Vaccination against COVID-19 works. So far, only 0.06% of people have contracted the disease two weeks after having received the second dose
Data held by the Ministry of Health and the Institute of Health Information and Statistics shows that vaccination against COVID-19 is very effective in protecting people against subsequently contracting the disease, in particular against a severe course of the disease. Only 4,030 cases of infection have so far been registered after the application of the 2nd dose in 3,868,252 people who have been vaccinated. Fourteen days after application of the second dose, infection was only proven in 0.06% of people who have been vaccinated with both doses.
“The data clearly shows how important vaccination is. The likelihood of becoming infected after vaccination drops fundamentally and in particular reduces the likelihood of experiencing a severe course of the COVID-19 disease. The number of people who contracted the disease after vaccination represents an extremely negligible share of all newly confirmed cases of the disease,” said Adam Vojtěch, Minister of Health. The need for hospitalisation in the event of a mild course of the disease was reported in only approx. 0.01% of people who have been vaccinated 14 days after the 2nd dose, the number of people who suffered a severe course of the disease was even less.

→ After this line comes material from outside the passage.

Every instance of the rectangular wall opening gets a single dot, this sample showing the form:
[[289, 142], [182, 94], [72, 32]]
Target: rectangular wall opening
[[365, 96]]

No vaccine can protect 100% of the population. However, data does clearly show that the number of people who do contract the disease as compared to the number of people vaccinated are very small fractions of a percent. If the infection occurs before or shortly after vaccination, the vaccination cannot yet protect the person. “We can see in the data that a large proportion of infections detected after vaccination occurred very soon after vaccination. This means that they occurred in the window of time when the vaccinated person could not yet be protected,” explained Ladislav Dušek, Director of the Institute of Health Information and Statistics. However, even including these infections detected shortly after vaccination, only 1.59% of the cases occurred after the first dose and 0.10% after the second dose. This is one of the reasons why the Ministry of Health has set a deadline of 14 days after the date of the second dose of vaccination for a person to be deemed infection-free.
“Apart from the general population, healthcare workers are also an ideal group for monitoring the risk of infection after vaccination. This is the occupational group with the highest vaccination rate (more than 70%), exposed to the disease during the course of their work and at the same time a group which is very closely monitored. And it is precisely among healthcare workers that we are seeing an extremely marked reduction in the number of infections after the 2nd dose. From the group of 272,824 healthcare workers monitored, only 0.18% of them tested positive after having received it,” emphasised Ladislav Dušek.
Progress in vaccination has also resulted in a substantial reduction in the burden on hospitals. The numbers of hospitalised patients have been at a minimum for several weeks now and the available bed capacity, including ICU beds, is increasing. To date, there are 25 people hospitalised with COVID-19, of which 8 are in the ICU.